Pourquoi maintenant ? Deux raisons à cela : au Cap-Vert, où il s’était rendu pour poser le cadre « d’un accord de gestion contrôlée », le ministre de l’Immigration, Brice Hortefeux, aurait informé les autorités que l’archipel ferait partie des pays concernés par la phase d’expérimentation des tests ADN. Les autorités cap-verdiennes auraient déclaré avoir « pris note » de cette information et choisi de « ne pas commenter cette décision unilatérale ». « Le Cap-Vert a un état civil consolidé », a rappelé au Monde Arnoldo Lopez, conseiller sur les migrations des affaires étrangères.
Multipliant les déplacements en Afrique et en Asie, Brice Hortefeux défend en même temps son projet de lutte contre l’immigration illégale et un programme d’immigration légale.
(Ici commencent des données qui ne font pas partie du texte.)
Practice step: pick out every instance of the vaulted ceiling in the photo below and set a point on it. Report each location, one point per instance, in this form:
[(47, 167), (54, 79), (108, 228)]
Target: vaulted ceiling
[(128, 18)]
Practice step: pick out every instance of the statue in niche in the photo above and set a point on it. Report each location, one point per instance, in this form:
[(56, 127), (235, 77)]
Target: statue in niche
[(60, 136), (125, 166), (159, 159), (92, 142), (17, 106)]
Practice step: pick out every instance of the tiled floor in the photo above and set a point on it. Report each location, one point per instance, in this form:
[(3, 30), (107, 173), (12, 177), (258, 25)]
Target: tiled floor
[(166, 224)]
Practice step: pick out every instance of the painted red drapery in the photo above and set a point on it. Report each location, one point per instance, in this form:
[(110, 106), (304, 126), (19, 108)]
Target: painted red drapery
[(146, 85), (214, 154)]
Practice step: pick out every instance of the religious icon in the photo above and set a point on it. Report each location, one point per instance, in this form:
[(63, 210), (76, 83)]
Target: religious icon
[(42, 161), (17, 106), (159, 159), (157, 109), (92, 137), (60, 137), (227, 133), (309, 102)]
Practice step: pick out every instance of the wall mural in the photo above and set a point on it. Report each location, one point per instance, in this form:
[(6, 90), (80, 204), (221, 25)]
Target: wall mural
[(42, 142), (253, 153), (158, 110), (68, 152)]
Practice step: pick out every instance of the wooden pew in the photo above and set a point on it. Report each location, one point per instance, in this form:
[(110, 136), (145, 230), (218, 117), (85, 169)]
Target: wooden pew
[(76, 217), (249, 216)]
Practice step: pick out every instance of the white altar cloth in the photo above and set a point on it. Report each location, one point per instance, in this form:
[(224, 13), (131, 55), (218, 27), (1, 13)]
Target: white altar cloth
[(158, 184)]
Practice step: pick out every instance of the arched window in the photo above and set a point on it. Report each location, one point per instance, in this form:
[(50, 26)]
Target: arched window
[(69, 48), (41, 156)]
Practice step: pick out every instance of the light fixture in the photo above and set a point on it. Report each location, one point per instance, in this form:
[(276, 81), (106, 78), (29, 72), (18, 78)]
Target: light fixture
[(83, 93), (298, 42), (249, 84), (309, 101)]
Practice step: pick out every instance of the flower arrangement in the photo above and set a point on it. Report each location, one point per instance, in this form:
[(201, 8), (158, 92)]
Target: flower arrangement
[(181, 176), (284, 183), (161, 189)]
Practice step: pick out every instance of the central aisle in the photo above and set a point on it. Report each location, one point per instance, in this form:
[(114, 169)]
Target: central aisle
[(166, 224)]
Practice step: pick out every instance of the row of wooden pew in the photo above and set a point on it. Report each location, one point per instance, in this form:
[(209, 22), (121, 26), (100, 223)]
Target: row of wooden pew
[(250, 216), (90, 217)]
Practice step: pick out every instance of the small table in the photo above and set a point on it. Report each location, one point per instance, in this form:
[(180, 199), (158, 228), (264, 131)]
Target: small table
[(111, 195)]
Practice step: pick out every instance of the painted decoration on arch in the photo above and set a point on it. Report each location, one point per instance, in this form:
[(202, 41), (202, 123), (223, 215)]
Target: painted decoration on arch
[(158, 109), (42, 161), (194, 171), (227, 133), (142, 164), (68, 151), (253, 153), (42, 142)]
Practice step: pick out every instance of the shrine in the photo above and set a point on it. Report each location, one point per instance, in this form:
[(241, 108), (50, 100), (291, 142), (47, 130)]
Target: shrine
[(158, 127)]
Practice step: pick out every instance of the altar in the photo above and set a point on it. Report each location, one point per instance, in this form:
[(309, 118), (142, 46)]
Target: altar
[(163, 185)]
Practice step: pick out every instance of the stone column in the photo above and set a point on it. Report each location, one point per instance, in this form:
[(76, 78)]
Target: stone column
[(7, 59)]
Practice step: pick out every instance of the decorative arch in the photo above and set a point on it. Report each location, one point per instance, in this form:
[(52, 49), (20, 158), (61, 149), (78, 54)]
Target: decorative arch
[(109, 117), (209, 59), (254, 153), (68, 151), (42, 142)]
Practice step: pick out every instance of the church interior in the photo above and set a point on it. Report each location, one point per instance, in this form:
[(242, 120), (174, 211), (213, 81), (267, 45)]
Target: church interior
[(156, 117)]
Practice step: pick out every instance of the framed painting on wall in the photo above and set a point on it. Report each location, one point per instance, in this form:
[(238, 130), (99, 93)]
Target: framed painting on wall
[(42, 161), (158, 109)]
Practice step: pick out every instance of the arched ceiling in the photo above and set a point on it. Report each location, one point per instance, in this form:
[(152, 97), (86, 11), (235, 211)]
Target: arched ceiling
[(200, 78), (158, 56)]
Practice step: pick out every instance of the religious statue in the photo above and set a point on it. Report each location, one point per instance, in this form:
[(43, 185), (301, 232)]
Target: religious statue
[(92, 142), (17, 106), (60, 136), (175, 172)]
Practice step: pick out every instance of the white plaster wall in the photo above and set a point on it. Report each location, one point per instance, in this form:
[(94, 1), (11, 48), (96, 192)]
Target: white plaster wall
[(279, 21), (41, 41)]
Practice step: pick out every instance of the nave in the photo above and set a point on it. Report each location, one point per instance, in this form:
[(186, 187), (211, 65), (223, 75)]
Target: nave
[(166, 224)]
Deux listes de pays circulent : ceux qui veulent s’engager dans des accords « de gestion concertée des flux migratoires » : Gabon, Congo, Bénin, Sénégal, Tunisie (déjà signataires), Mali, Cap-Vert, Haïti, Tchad, Philippines (en pourparlers). Et ceux qui seraient prêts à expérimenter les tests ADN, et compteraient l’Angola, le Bangladesh, le Cameroun, la République dominicaine, la Guinée-Conakry, le Ghana, Madagascar, le Pakistan et le Cambodge. Le Cap-Vert figure dans la première mais pas dans la seconde. Y aurait-il eu confusion ?

Deuxième raison : un article paru sur le site Médiapart concluant avant l’heure à un nouvel avis du Comité consultatif national d’éthique (CCNE) défavorable aux tests ADN. Le CCNE a publié en octobre 2007 un premier avis où il rappelle que les tests ADN font de la filiation génétique « un facteur prédominant, en contradiction avec l’esprit de la loi française ». Dans ce texte, pour lequel il s’est auto-saisi, il s’inquiète aussi de « l’inscription dans la loi d’une identification biologique réservée aux seuls étrangers » . Saisi cette fois par une sénatrice à propos du décret d’application de la loi du 20 novembre 2007, le CCNE prépare un deuxième avis sur les tests ADN. Au cabinet de Brice Hortefeux, on fait valoir qu’on attend cet avis avant de soumettre le projet de décret au Conseil d’État. En attendant, le ministre ne ménage pas ses efforts. En tête de ses arguments, a-t-il défendu fin mai au Cameroun, « lutter contre la fraude documentaire » . Selon le quai d’Orsay, 70 % des actes d’état civil soumis aux consulats français pour appuyer les demandes de regroupement familial dans ce pays sont faux. Six autres pays d’Europe (Belgique, Pays-Bas, Allemagne, Suisse, Espagne, Grande-Bretagne) pratiquent déjà des tests génétiques au Cameroun. La France devrait y démarrer les siens en septembre, comme dans huit autres pays. Du moins, si le CCNE et le Conseil d’État ne s’y opposent pas.